Sunday, August 22, 2010

What a wonderful Saturday morning I had at the Spinners and Weavers Festival!

I woke up early, the sun streaming through my window. I can already feel the changing of seasons and that Fall is not far off. After a leisurely breakfast with friends I packed my tote bag and headed down the road to the other side of the county.

What ever thoughts I had about summer not coming to our area quickly disappeared as the thermometer in my truck rose above 80. It wasn’t even 9am. When I pulled into the festival venue I was surprised and delighted all at the same time. An abandoned elementary school had been transformed into an arts center. Each classroom was divided into individual artist studios. There were potters and sculptures; painters and of course weavers. It was exciting to see such a great reuse of a building that could have turned into a dilapidated mess, with graffiti scrawled over the walls and vandals destroying anything in sight. But it was full of life and talent and art.

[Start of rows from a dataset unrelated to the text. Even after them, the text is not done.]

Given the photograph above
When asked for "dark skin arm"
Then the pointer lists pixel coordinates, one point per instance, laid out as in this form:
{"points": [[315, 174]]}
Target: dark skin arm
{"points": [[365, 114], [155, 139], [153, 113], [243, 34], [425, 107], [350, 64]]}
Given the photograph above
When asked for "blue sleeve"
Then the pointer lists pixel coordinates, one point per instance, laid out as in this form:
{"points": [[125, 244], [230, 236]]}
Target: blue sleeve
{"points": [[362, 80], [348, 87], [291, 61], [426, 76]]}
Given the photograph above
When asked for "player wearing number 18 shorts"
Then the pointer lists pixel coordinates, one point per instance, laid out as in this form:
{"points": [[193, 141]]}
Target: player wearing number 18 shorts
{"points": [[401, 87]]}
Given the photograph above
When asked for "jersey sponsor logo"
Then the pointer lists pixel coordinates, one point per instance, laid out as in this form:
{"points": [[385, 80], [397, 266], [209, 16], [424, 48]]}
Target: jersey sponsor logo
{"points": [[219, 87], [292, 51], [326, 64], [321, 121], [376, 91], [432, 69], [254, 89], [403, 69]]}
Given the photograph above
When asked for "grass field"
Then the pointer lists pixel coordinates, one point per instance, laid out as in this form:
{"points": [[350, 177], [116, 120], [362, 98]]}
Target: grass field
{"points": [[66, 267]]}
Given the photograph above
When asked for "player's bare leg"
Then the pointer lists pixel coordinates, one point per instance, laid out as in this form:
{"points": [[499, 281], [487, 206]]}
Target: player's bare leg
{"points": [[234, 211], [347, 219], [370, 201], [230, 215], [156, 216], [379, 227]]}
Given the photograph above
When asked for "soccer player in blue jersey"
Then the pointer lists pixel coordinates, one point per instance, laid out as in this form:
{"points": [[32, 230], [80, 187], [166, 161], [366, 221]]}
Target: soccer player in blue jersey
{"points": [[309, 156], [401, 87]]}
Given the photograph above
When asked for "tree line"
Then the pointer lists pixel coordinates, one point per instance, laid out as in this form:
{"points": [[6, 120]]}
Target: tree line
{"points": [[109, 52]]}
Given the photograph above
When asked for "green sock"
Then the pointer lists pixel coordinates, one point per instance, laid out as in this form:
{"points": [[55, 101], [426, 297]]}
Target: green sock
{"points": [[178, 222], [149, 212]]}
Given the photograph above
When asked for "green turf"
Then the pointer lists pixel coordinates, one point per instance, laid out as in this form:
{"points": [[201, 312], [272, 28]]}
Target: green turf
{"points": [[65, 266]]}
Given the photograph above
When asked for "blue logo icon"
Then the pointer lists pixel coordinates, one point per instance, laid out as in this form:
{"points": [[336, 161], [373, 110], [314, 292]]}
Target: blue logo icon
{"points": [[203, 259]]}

As I made my way through the rooms I recognized some of the artist names from art walks I had been on around the area. But the real treat, the real reason I went was to see the weaver’s guild. Their studio took up a multi-purpose room, and was much larger than the rest. It was full of looms strung with yarns of all colors and projects in various stages of completion. There were tabletop looms for weaving scarves and larger horizontal looms for shawls. The yarns were all hand dyed in deep rich hues of greens and purples; blues and teals, and an array of natural tones. Seeing them stacked on the shelves was like its own piece of art.

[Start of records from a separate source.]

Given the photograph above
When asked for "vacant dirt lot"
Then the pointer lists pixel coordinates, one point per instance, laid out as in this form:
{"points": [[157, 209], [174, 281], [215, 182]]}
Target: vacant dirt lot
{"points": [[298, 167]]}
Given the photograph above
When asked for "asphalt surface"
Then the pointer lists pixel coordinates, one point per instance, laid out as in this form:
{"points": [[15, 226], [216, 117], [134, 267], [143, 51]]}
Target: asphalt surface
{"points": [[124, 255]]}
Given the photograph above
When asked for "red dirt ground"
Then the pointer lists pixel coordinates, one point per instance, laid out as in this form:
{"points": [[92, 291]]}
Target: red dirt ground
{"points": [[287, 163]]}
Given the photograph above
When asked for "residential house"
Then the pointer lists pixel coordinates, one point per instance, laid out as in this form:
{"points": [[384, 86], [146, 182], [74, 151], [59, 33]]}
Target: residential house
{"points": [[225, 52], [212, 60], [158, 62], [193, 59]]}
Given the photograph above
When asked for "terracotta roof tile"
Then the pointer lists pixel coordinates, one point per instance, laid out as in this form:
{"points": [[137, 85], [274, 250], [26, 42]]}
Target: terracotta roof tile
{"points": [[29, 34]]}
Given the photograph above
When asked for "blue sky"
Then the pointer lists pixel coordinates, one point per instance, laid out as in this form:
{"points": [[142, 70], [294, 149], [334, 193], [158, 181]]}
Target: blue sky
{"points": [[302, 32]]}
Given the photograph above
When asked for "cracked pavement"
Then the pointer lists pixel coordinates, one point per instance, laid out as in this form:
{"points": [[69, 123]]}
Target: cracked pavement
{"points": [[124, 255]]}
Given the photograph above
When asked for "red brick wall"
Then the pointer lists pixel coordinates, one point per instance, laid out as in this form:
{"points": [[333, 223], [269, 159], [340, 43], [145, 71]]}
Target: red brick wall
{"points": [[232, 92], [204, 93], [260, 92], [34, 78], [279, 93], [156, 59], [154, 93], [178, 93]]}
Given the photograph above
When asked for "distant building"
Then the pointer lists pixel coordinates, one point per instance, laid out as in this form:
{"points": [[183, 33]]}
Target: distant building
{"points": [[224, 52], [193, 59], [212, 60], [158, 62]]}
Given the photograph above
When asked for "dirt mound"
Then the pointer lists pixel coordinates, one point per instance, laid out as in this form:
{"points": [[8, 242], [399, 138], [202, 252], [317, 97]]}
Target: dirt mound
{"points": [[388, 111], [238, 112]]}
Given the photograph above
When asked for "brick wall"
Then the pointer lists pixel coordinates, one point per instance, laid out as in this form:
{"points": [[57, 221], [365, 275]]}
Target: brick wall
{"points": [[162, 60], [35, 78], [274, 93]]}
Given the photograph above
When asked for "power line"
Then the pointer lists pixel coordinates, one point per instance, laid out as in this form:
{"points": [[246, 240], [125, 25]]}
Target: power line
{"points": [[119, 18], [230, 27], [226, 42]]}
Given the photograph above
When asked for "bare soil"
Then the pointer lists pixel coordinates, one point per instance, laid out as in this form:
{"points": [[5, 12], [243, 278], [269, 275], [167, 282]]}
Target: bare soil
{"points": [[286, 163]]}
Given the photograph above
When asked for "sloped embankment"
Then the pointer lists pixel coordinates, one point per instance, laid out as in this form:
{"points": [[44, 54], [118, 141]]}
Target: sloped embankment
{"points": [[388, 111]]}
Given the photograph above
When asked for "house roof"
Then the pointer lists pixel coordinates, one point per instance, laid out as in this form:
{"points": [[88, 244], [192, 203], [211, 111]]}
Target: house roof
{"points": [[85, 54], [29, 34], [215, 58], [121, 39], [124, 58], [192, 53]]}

The vendor booths were set up on the grass areas between the classrooms and in the back parking lot. Many of the vendors were selling hand dyed rovings in wool, alpaca, angora and rabbit. Some vendors had spun yarn while others offered raw wool, leaving the pleasure of dying it to the buyer. There were vendors with spinning wheels, drop spindles, drum cards, hand cards, books and patterns for making your own creations. It was fascinating to see all the ways the artists found to show their creativity.

After a few hours at the festival I was ready to head home, to the simplicity and quite of our little farm. My eyes were opened a little wider today. There are many ways to express ones artistic talents. Some mold clay into pottery, some lay paint to canvas, some take dirty raw sheep’s wool and transform it into gloves and hats; scarves and shawls that keep us warm all winter long. And some, like me, take a small suburban homestead and turn it into a patchwork of gardens and orchards and flowerbeds. This is my palette.